A cylinder of tobacco, the food of the gods, in a delicate and flammable paper, which the adept lights, like Carmen in the opera, and blissfully inhales the fumes thereof. These fumes fill her or his sexy body with a godlike transformation in which the petty concerns of the bourgeois everyday are seen as through a mauve haze that anticipates in the dreary world of everyday, the pleasures of the souk. The cigarette attests one's morality and thereby one's defiance of that morality, and it is truly said of the antismoker, the tears of the Philistine are the Nectar of the Gods.

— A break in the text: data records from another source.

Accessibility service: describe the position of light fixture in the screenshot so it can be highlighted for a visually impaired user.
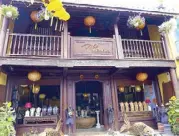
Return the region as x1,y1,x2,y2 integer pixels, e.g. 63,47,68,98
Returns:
83,93,89,97
84,16,96,33
135,85,141,92
39,94,46,99
119,86,125,92
32,85,40,94
136,72,148,82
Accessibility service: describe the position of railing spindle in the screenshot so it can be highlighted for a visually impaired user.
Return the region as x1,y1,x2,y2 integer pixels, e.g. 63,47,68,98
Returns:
42,36,45,56
17,35,21,55
46,36,48,55
145,41,149,58
50,36,52,55
21,35,25,55
33,36,37,55
25,36,29,55
57,37,60,56
53,37,56,55
37,36,40,56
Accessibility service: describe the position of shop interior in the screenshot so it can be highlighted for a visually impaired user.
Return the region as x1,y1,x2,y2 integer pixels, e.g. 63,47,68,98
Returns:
75,81,104,129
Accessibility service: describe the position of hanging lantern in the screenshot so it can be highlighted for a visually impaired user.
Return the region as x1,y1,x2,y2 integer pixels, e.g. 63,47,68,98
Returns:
94,74,99,79
119,86,125,92
83,93,89,97
39,94,46,99
32,85,40,94
135,85,141,92
28,70,41,82
80,74,84,80
30,11,43,23
84,16,96,33
136,72,148,82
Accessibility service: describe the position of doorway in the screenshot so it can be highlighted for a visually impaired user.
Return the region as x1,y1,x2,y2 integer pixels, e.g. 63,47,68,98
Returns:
75,81,104,130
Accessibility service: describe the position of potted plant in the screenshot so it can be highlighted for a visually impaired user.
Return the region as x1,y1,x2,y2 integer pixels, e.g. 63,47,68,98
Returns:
158,18,177,35
1,5,19,20
127,15,145,35
0,102,16,136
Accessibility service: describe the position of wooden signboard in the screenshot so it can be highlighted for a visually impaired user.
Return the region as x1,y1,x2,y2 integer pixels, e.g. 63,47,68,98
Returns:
70,36,117,59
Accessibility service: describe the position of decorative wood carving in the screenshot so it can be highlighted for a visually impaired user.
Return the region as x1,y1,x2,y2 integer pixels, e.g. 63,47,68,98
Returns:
70,36,117,59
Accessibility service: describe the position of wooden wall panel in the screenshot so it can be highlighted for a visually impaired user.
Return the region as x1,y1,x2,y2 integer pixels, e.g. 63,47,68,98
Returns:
0,85,6,105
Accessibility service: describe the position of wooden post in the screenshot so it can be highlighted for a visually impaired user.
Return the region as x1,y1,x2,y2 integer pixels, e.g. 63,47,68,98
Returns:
0,17,9,56
114,24,124,59
170,68,179,98
162,34,172,59
63,21,68,59
3,29,9,56
110,77,119,130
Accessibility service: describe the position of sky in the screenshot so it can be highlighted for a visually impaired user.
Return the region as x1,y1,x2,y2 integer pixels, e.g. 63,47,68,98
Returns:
62,0,179,13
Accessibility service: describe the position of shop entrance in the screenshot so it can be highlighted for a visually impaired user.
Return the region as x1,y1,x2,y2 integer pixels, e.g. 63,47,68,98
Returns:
75,81,104,130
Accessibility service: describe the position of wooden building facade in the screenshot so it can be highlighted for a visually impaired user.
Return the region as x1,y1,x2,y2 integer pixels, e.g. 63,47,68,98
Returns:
0,0,179,135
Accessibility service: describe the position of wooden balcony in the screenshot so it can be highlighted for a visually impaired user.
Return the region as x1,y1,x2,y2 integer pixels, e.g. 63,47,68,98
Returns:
122,39,166,59
4,33,62,57
2,32,167,60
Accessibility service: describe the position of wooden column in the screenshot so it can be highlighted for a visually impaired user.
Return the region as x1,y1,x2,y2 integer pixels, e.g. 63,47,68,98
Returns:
162,34,172,59
0,68,7,105
103,80,112,130
114,24,124,59
66,79,76,133
0,17,9,56
63,21,68,59
110,77,119,130
170,68,179,98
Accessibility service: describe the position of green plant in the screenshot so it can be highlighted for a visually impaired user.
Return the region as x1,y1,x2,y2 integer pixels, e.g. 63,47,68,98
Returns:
0,102,16,136
1,5,19,20
167,96,179,135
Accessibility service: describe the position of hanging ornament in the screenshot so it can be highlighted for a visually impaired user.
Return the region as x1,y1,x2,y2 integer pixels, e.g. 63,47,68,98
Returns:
39,94,46,99
127,15,145,36
42,0,70,21
30,10,44,29
80,74,84,80
135,85,141,92
136,72,148,82
84,16,96,33
30,11,44,23
28,70,41,82
136,72,148,89
94,74,99,79
83,93,89,97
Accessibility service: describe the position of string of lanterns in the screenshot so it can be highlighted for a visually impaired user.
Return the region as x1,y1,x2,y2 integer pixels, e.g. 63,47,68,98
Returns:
27,70,41,94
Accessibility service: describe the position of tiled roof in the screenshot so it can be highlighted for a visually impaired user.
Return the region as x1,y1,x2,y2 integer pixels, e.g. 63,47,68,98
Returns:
12,0,179,15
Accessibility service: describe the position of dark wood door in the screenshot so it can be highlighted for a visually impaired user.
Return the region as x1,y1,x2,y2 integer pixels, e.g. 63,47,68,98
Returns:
162,81,175,104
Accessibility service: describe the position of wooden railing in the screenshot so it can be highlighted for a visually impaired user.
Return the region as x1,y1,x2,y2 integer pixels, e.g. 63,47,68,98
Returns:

Give me a cigarette, said Jean-Paul Sartre to Simone de Beauvoir in the Deux Magots. "You smoke too much", said de Beauvoir. Sartre said, you have contracted with me never to say a petty-bourgeois thing, nor to hold me to the dreary and suburban expectations of small minds. Are we not as gods, who must tragically, and in the absence of god, determine our lifespan by acting as committed members of a self-conscious vanguard? I know that Heidegger would call upon us to acknowledge the mystery of Being (Sein) in Time (Zeit) but we refuse the mysterious and peer into a desacrilized world in which sacrifice of short-term instinct must be examined, not for its utility to be sure, in a petty bourgeois spirit which again, I refuse, but for its worth as a gesture of defiance. Therefore give me a cigarette, ho.